1911 book by E. Temple Thurston

The Flower of Gloster is a 1911 book by E. Temple Thurston. Published by Williams and Norgate, it sold well enough to merit a second edition two years later. A third unillustrated edition was published by Chapman and Hall in 1918, after which the book remained out of print for over half a century until being republished by David & Charles in 1968. A year before that, ITV had broadcast a 13-part children's serial of the same name loosely based on Thurston's original narrative.

==The book==
Thurston's original book opens with the author dreaming of escape to the English countryside and trying to buy a narrowboat from which to see it. After meeting with scepticism and warnings about the unsavoury nature of canal people, he is advised to go to Oxford to view The Flower of Gloster. The boatyard owner, similarly sceptical, advises him to hire "some decent fellar with an horse, what'll look after yer going through the locks." He introduces him to Eynsham Harry who, after some protracted negotiations in The Nag's Head, agrees to be Thurston's guide and mentor.

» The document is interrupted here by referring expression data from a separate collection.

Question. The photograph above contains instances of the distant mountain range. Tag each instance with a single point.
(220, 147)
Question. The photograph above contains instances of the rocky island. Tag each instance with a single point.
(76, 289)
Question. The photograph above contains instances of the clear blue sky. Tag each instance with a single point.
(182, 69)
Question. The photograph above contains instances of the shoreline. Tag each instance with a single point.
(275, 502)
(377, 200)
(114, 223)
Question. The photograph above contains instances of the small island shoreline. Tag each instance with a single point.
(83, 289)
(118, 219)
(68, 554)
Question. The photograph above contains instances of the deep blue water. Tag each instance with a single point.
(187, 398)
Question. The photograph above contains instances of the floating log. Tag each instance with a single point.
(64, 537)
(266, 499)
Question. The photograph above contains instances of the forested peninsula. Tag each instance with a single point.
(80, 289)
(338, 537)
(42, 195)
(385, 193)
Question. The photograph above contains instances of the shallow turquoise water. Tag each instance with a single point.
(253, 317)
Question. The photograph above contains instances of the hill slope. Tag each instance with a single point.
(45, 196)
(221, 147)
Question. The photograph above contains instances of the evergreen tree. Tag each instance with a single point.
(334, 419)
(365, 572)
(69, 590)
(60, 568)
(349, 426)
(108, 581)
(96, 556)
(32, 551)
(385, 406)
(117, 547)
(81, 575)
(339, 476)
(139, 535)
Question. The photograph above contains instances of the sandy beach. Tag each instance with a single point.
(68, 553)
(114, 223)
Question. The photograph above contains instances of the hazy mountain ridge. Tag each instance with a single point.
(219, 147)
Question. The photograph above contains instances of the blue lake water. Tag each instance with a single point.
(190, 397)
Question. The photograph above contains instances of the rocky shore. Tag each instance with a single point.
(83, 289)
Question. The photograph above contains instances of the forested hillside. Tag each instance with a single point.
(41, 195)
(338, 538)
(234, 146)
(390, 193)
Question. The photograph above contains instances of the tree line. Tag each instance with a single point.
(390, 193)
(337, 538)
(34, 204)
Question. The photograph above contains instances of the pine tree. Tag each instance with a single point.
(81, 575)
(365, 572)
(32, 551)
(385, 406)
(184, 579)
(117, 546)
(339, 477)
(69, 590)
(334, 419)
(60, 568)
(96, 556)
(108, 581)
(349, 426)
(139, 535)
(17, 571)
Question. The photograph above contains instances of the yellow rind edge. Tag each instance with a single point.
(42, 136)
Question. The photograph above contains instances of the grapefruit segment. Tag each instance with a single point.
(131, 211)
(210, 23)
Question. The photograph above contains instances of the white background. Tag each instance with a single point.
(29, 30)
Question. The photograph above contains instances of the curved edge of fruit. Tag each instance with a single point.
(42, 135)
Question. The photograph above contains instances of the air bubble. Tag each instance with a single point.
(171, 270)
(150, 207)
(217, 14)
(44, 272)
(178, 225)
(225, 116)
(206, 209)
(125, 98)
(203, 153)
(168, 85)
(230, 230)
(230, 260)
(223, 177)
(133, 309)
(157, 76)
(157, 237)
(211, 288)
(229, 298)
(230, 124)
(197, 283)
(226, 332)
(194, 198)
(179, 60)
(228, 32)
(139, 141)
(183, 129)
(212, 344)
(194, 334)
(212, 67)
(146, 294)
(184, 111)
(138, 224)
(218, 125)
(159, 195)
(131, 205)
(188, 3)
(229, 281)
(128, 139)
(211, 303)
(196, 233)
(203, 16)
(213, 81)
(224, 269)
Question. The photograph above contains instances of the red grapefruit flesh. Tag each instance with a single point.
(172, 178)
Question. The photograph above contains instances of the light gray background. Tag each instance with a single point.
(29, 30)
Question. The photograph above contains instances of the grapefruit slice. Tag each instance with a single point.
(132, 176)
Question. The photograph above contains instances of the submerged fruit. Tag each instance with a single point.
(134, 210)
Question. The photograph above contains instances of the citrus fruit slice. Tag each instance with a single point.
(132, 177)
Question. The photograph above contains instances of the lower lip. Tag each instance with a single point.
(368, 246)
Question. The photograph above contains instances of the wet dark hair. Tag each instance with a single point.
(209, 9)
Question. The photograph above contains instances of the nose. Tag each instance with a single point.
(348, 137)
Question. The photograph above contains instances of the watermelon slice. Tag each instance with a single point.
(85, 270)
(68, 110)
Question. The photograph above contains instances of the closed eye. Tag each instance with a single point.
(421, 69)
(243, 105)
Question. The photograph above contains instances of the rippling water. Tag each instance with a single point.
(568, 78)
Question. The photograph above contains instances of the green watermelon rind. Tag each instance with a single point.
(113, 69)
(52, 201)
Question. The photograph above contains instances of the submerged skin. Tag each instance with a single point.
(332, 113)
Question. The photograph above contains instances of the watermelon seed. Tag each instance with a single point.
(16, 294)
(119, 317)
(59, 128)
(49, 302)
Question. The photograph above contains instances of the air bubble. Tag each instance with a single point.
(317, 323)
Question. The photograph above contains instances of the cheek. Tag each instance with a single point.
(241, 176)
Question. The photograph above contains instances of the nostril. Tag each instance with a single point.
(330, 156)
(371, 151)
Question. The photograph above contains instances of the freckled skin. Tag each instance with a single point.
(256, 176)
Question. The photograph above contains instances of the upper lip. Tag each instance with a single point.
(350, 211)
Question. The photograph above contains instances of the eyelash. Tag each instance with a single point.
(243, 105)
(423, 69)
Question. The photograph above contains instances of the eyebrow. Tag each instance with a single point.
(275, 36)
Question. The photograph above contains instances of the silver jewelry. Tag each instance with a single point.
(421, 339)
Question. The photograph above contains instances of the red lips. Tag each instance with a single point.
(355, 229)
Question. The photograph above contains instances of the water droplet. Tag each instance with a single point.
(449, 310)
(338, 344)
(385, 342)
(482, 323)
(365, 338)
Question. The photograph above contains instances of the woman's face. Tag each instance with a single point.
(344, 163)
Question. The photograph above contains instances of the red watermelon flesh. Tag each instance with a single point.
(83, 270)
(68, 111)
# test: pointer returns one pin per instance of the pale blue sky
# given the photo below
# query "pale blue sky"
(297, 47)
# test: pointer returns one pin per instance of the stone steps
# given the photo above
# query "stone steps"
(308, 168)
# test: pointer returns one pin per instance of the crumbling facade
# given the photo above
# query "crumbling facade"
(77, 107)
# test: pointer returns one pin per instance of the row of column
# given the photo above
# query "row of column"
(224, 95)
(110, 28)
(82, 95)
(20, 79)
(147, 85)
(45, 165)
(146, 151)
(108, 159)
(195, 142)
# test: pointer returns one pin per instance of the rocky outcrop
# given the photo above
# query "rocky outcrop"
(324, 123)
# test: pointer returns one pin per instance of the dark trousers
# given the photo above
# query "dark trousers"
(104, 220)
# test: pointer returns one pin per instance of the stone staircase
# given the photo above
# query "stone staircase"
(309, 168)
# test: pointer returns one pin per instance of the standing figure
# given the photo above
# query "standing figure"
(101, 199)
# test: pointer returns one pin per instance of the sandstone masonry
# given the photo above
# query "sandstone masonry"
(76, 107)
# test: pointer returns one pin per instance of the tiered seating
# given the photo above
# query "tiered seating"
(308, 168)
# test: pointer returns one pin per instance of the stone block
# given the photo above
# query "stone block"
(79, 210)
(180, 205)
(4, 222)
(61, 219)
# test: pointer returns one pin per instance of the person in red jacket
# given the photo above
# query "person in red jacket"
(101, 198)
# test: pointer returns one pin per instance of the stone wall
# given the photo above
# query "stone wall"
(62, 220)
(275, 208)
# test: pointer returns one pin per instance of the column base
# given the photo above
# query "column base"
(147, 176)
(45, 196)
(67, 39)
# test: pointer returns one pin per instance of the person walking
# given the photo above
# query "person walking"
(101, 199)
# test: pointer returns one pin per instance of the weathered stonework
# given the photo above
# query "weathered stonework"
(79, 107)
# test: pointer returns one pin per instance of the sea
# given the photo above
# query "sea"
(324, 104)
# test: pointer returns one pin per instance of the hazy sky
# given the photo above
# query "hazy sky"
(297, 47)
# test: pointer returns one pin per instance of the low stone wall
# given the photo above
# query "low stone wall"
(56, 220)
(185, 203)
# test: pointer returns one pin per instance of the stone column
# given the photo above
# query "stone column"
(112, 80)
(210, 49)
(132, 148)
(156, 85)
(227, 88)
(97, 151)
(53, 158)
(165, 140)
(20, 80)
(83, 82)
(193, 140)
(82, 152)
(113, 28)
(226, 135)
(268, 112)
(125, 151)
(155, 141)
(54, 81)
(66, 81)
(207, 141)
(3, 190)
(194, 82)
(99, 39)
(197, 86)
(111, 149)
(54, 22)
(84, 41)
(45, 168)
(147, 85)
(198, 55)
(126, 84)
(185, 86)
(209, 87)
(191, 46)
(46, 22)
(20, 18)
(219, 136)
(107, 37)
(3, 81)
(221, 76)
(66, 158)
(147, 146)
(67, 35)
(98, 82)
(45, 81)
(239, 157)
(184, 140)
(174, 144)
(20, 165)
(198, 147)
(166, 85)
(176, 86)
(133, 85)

Their journey takes them first along the Oxford Canal to just north of Banbury, where they join the sprawling network of Midlands canals. They head north through Warwick and Leamington Spa, but as they near the heavily industrialised landscape of the Black Country, Thurston begins to have some doubts about continuing and beseeches Eynsham Harry to turn the boat around and head back via the Stratford-upon-Avon Canal to the countryside.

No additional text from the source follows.